Friday, March 13

Understanding (and preventing) Aging

The secret to preventing the effects of aging may lie in the most unlikely (and one of the ugliest) organisms: naked mole rats.
With a maximum lifespan of about 30 years, the naked mole rat outlives all other rodents by a long shot. It lives about 10 times longer than the similarly-sized lab mouse and does not show the normal signs of aging such as dementia, menopause, and bone density loss until it's near death (humans start losing bone density in their 30s), says Rochelle Buffenstein, a physiologist at the University of Texas Health Science Center at San Antonio who has spent the past three decades studying the rodents (and admits to having 1,000 of the bald critters living in her lab). What's more, she adds, "We have never seen a single instance of cancer in the lab or in the zoos [where these animals are monitored]."

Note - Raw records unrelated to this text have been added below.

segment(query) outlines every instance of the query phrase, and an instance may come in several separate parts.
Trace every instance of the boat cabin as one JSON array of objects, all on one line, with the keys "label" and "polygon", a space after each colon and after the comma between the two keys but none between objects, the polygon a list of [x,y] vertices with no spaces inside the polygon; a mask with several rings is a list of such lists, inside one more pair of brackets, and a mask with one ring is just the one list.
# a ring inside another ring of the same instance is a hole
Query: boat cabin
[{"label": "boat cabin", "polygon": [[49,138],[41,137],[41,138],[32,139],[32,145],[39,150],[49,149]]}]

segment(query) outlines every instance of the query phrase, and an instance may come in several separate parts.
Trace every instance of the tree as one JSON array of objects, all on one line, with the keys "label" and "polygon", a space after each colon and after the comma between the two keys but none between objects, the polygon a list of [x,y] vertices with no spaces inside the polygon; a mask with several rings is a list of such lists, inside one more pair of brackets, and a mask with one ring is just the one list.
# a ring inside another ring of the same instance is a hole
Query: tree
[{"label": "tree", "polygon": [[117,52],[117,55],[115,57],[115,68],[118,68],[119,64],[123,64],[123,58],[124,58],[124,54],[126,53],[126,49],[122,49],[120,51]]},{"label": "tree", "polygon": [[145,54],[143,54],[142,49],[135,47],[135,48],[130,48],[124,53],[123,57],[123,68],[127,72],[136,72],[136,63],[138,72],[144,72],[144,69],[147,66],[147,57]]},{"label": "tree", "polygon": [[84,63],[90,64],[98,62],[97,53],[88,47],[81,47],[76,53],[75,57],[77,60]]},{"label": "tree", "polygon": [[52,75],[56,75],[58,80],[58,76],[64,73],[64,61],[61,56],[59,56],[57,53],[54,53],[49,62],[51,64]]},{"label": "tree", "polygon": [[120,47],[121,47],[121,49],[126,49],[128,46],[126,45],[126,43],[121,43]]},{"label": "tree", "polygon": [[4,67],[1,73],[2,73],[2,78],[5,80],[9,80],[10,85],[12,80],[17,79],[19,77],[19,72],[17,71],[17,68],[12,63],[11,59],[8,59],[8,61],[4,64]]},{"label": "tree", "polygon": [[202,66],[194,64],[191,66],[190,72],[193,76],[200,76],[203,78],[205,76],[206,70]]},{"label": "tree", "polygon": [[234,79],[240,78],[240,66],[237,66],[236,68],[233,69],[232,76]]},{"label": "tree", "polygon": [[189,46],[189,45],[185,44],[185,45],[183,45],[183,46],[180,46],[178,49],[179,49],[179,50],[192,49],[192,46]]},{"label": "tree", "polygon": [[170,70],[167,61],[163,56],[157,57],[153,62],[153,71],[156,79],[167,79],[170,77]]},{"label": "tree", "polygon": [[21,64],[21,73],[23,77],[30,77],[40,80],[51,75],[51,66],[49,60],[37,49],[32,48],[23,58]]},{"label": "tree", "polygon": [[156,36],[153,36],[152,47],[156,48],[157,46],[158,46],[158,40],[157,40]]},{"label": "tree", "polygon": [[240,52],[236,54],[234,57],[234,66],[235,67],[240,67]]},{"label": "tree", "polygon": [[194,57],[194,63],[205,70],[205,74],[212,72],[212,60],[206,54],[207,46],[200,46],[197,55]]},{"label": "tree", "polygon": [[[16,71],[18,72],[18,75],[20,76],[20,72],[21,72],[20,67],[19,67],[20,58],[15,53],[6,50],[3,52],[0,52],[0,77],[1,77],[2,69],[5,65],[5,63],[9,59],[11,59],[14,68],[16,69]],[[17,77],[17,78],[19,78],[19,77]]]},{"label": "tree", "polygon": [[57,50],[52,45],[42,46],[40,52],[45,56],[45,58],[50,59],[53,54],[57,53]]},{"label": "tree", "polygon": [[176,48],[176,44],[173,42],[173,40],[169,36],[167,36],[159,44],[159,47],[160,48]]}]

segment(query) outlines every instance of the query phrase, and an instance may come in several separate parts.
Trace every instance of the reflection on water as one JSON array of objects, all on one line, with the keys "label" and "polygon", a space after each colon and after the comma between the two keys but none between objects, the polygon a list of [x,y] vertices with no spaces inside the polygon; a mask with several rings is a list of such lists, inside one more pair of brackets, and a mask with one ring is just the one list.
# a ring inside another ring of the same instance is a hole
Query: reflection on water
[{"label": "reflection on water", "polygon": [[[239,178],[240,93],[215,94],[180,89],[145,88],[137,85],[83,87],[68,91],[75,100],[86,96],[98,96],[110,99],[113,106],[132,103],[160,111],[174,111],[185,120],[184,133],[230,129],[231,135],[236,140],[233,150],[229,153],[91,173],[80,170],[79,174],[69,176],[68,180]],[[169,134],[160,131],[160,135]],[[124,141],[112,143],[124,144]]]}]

Buffenstein suspects the mole rat's secret to longevity and good health lies in its proteins. She and her colleagues recently published a study in the Proceedings of the National Academy of Sciences showing that proteins in naked mole rat liver cells function much better than mouse liver cells after being exposed to damaging agents such as temperature changes and free radicals (unstable molecules produced by chemical reactions).
The hypothesis is that the naked mole rat is better at identifying and recycling damaged proteins:
This quality control system prevents the animals from accumulating crippled proteins throughout their lives, which is key because many aging diseases such as Alzheimer's are believed to be related to such buildups, says study co-author Asish Chaudhuri, a biochemist at the University of Texas Health Science Center at San Antonio.
The next step is to identify what exactly is responsible for the increased efficiency (i.e. which proteins are involved in the process), so that researchers can devise a way to manipulate the corresponding proteins in humans.